19. The apparatus of claim 16, wherein the first system manager and
the second system manager are on different hierarchical levels.
20. An article of manufacture for globally managing systems,
comprising a machine readable medium containing one or more
programs which when executed implement the steps of: determining at
a first system manager one or more measurable effects of at least
one hypothetical action to achieve a management goal; sending the
one or more measurable effects from the first system manager to a
second system manager; determining at the second system manager one
or more procedural actions to achieve the management goal in
response to the one or more received measurable effects; and
executing the one or more procedural actions to achieve the
management goal.
Description
CROSS-REFERENCE TO RELATED APPLICATIONS(S)
[0001] This application claims the benefit of U.S. Provisional
Application Ser. No. 60/699,215, filed Jul. 14, 2005, the
disclosure of which is incorporated by reference herein.
FIELD OF THE INVENTION
[0002] The present invention relates to computer systems
management, and more particularly, a global approach for computer
systems management.
BACKGROUND OF THE INVENTION
[0003] In a computer system, systems management is typically
performed on a single set of homogenous resources, for example, on
a tier of identical HTTP servers, a tier of identical application
servers or a tier of identical database servers. As the size and
heterogeneity of computer systems increases, the human effort
required to coordinate the local management of these several
heterogeneous subsystems to achieve a desired global behavior
becomes increasingly difficult. Thus, an automated mechanism for
coordinating the local management of these subsystems is required
to ensure effective global management of the system as a whole.

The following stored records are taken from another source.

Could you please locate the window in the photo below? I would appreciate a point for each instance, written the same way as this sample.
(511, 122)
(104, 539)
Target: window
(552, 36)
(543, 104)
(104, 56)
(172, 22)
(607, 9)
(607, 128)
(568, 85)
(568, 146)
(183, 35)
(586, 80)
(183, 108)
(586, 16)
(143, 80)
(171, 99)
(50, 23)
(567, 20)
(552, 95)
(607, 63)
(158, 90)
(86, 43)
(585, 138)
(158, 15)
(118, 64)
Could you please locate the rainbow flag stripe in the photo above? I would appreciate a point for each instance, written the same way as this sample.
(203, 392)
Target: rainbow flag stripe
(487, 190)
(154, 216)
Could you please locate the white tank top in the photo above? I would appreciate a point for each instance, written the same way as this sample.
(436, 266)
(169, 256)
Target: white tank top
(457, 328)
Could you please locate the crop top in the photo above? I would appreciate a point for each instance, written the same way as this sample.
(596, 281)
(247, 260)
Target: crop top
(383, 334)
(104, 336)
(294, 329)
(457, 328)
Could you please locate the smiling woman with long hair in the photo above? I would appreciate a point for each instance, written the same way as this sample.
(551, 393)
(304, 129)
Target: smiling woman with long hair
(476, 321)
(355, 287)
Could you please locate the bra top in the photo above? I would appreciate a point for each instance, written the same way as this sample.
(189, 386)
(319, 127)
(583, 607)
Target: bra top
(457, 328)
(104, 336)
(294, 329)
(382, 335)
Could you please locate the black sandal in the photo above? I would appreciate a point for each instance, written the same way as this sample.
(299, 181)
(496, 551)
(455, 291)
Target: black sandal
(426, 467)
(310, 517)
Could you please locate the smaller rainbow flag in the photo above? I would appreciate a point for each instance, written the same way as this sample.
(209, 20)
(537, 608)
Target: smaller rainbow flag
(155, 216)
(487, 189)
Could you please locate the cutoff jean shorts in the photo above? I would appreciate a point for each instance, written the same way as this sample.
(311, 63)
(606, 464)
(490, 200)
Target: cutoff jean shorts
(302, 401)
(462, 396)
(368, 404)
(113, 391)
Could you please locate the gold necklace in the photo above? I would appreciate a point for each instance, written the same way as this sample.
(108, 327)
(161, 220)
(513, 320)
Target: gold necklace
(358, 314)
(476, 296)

[0004] In a large organization utilizing computers, such as, for
example, enterprise computing systems, transactions may flow
through many subsystems before completing. As a result, each
subsystem plays a partial role in the success or failure of every
transaction. Many of these subsystems have the ability to
prioritize the work they receive, providing administrators with
means to achieve subsystem goals. However, each individual
subsystem has only a limited understanding of the system state, and
moreover, their ability to prioritize work within their own domain
provides only limited control of the overall system state. Thus,
attainment of complete end-to-end transactional goals is
difficult.
[0005] WebSphere Extended Deployment (XD), an IBM Corp. middleware
system, manages parameters that affect the performance contribution
by the tier that it controls, such as, for example, routing, CPU
and memory allocation, and software module placement in the
application tier of multi-tiered application environments. However,
such a system is unable to control the other tiers, and therefore
cannot contribute to the larger end-to-end response time goals for
the system as a whole.
[0006] Accordingly, an improved approach of globally managing a
system as a whole through coordinated local management is
needed.
SUMMARY OF THE INVENTION
[0007] In accordance with the aforementioned and other objectives,
the present invention is directed towards techniques for global
systems management.
[0008] In accordance with one aspect of the invention a method of
globally managing systems is provided. One or more measurable
effects of at least one hypothetical action to achieve a management
goal are determined at a first system manager. The one or more
measurable effects are sent from the first system manager to a
second system manager. At the second system manager, one or more
procedural actions to achieve the management goal are determined in
response to the one or more received measurable effects. The one or
more procedural actions are executed to achieve the management
goal.
[0009] In illustrative embodiments of the present invention, the
first and second system managers may be on the same or different
hierarchical levels. The second system manager may request the
first system manager to perform the step of determining measurable
effects. The request may include a query message, having at least
one hypothetical action and one or more corresponding effects to be
measured. Additionally, the first system manager may submit a
request to a third system manager to determine one or more
measurable effects of the at least one hypothetical action to
achieve a management goal.
[0010] In accordance with additional aspects of the present
invention, the steps of determining and sending measurable effects
may be repeated for at least one additional system manager.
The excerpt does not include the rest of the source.